Here’s the whole board:
And here’s the whole game, for those who want to play along at home:
1. e4 e5
2. d4 ed4
3. c3 dc3
4. Bc4 Nf6
5. Nf3 Ne4
6. O-O Nd6
7. Nc3 Nc4
8. Re1 Be7
9. Nd5 Nc6
10. Bg5 f6
11. Rc1 b5
12. Rc4 bc4
13. Ne5 fg5
14. Qh5 g6
15. Nf6 Bf6
16. Ng6 Qe7
17. Re7 Be7
18. Ne5 Kd8
19. Nf7 Ke8
20. Nd6 Kd8
21. Qe8 Re8
You can step through the game here:
There’s a pawn that would prevent the queen from going into the corner.
It doesn’t need to go to the corner, Rob just missed a step. If the knight takes the rook on h8, black king is in check from queen. King must go to either d8 or f8 (f8 would be mate in 1 move – queen to f7). After king goes to d8, knight goes to f7 check, king can only move back to e8. Knight to d6 double check, king must move either to d8 or f8. If d8, queen to e8 will be mate. If f8, queen to f7 mate.
The sequence used in the actual game is simply fewer moves. There’s no need to take the rook first to achieve mate.
Interesting. I certainly don’t see myself as an expert in any field, but I feel like my memory works most like the last example.
Speaking as someone who left a job where I was an ‘expert’ to a similar one in a different field, I am feeling this difference keenly. I keep forgetting things I had been told and having to remind myself that I am not an idiot.
Conversely, if I remembered what my memory could do with the old material I was an expert in and just assumed I could still do that with the new material I would be in a lot of hot water.
At my old job we were well built for this facet of the human mind. We categorized everything into 5 digit codes, all of the materials people from the lowest material handler to the directors could master the system quickly and use it to think about several combinations of materials.
Where are the second and third reading passages from? I don’t recognize them and can’t find them anywhere.
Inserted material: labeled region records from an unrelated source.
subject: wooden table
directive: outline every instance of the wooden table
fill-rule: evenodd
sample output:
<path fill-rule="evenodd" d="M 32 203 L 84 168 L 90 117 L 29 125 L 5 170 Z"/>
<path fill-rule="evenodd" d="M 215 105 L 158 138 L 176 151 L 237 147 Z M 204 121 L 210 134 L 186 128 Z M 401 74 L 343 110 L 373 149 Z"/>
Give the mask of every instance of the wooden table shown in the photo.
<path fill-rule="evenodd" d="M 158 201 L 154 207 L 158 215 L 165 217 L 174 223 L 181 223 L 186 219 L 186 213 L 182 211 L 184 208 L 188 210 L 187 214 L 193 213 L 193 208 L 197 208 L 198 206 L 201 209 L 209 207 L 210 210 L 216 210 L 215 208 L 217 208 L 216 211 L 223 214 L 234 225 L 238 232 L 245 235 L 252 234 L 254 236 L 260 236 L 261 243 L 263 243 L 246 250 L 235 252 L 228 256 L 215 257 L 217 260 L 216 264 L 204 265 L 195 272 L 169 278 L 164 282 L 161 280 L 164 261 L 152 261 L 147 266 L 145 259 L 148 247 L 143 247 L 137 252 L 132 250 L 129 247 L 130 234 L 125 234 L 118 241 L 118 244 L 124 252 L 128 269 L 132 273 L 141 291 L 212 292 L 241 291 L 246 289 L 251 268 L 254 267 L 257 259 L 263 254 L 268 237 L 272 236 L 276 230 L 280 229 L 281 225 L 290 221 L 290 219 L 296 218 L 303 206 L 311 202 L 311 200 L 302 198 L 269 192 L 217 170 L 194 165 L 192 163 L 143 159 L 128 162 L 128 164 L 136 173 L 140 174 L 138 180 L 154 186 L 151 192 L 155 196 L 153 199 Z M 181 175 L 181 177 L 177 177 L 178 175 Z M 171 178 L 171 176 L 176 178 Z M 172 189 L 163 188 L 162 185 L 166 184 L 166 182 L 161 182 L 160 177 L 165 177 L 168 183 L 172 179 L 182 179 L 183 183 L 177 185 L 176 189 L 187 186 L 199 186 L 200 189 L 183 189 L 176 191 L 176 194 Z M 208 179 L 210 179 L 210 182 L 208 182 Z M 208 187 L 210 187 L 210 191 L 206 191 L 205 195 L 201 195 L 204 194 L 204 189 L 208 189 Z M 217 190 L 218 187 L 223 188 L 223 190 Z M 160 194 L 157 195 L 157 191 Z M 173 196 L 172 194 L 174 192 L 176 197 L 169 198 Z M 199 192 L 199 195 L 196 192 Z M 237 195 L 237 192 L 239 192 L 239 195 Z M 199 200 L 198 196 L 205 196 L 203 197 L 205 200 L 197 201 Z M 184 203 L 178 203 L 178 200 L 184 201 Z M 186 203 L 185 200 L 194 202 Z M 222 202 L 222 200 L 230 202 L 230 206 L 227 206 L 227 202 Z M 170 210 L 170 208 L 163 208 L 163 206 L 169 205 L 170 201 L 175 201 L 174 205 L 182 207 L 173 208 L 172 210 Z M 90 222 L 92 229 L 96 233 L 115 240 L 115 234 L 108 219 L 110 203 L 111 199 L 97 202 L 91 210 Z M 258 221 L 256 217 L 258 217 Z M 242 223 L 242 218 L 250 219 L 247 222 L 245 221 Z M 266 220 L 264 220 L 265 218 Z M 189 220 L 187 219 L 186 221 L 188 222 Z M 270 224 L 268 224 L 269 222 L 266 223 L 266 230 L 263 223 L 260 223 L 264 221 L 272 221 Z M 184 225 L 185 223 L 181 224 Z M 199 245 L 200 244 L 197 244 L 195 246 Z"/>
Second one is from Doyle’s “The Adventure of Wisteria Lodge.” Third one is from Dostoyevsky’s “The Idiot”.
That first one is really getting me, though.
Thanks! Now I feel like reading both of those.
I don’t get it. Why can’t the black king go to F8 rather than D8? Would avoid the “blocked by his own side” situation.
Wouldn’t the white queen just go to F7 for the more obvious (and immediate) mate?
Just checked the chessgames.com board – yep, that would be mate.
Oooo, right, didn’t catch that. I’m not really a chess player, I just know the basic rules. Thanks!
Got it! My bad, should pay better attention.
Coming soon, The Illustrated Guide to Chess.